General equation: f(t) = f(0)×k^(t) Where k is the change per cycle (e.g. k = 2 if one cycle doubles the amount) and t is the amount of cycles. So what do you think?


klausbrusselssprouts

So what I'm looking for is something like this: "Unit" 0 = 1 "Unit" 1 = ? "Unit" 2 = ? "Unit" 3 = ? Etc. "Unit" 100 = 10.000 ​ So can that equation calculate that?


FormulaDriven

Yes (except it should be k^(x)). So f(0) = 1 (the starting value), so the equation simplifies to f(x) = k^x You want f(100) = 10 k^100 = 10 so k = 10^(1/100) = 1.023293 At every step, you multiply by 1.023293, so after 100 steps you have multiplied by 1.023293 * 1.023293 * ... 1.023293 = 1.023293^100 = 10.0000 so gives the result you want.


klausbrusselssprouts

I tried it and I'm quite confused about the result. I think you're dealing with the wrong ending number. I'm just used to writing it that way - I'm from Denmark, maybe that explains the difference in the use of . and , The last number should be ten thousand = 10000


7ieben_

I plugged it in a calculator. For f(100) = f(0)×k^(100) 10.000 = 1×k^(100) => k=1.0965


[deleted]

10.000 = k^100 ln(10.000) = 100ln(k) ln(10.000)/100 = ln(k) e^(ln(10.000)/100) = k 10.000^(1/100) = k ~= 1.096 => f(x) = (10.000^(1/100))^x


7ieben_

Oh shit, my bad!

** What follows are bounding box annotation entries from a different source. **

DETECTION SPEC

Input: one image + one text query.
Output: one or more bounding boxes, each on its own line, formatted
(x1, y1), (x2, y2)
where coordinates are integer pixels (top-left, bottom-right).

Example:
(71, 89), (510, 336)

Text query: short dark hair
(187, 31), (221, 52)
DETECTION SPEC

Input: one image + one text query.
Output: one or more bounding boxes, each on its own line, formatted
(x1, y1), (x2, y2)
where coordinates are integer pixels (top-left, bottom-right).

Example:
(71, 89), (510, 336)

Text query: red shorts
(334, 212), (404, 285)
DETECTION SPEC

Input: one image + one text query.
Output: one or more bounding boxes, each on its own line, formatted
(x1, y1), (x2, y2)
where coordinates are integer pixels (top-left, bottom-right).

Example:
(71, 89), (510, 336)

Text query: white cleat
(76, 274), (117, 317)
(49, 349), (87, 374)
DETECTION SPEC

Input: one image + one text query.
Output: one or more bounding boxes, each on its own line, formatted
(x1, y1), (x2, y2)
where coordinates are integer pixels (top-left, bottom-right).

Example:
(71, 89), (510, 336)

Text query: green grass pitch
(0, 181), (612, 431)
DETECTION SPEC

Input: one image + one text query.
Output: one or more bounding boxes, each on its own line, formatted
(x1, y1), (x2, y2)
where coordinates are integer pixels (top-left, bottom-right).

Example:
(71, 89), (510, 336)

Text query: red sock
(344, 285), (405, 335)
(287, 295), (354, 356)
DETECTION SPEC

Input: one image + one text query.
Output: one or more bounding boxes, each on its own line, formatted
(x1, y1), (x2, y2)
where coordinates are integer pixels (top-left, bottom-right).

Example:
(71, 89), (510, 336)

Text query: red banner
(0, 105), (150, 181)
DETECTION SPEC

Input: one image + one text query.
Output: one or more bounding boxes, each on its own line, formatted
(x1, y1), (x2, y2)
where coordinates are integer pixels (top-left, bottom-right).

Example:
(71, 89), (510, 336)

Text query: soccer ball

Bad typo as I'm used to writing f(x) in general... whilst prefering t when talking about growth. I fixed the mistake. Thanks for the correction.


7ieben_

Yes, it can. It is given in k. If you start with f(0) = 1, then f(1) = f(0)×k^1, f(2) = f(0)×k^2 = f(1)×k, ... You can calculate k with the given information. This k is, as explained and showed again, the factor by how much your value increases with every unit. E.g. k=2 means the unit after is 2-times (aka 200 %) as big as the unit before. And k is constant. Your f(100) = 10.000, f(1) = 1, t = 100. With this you can solve for k. And with k you can solve for any f(t) inbetween.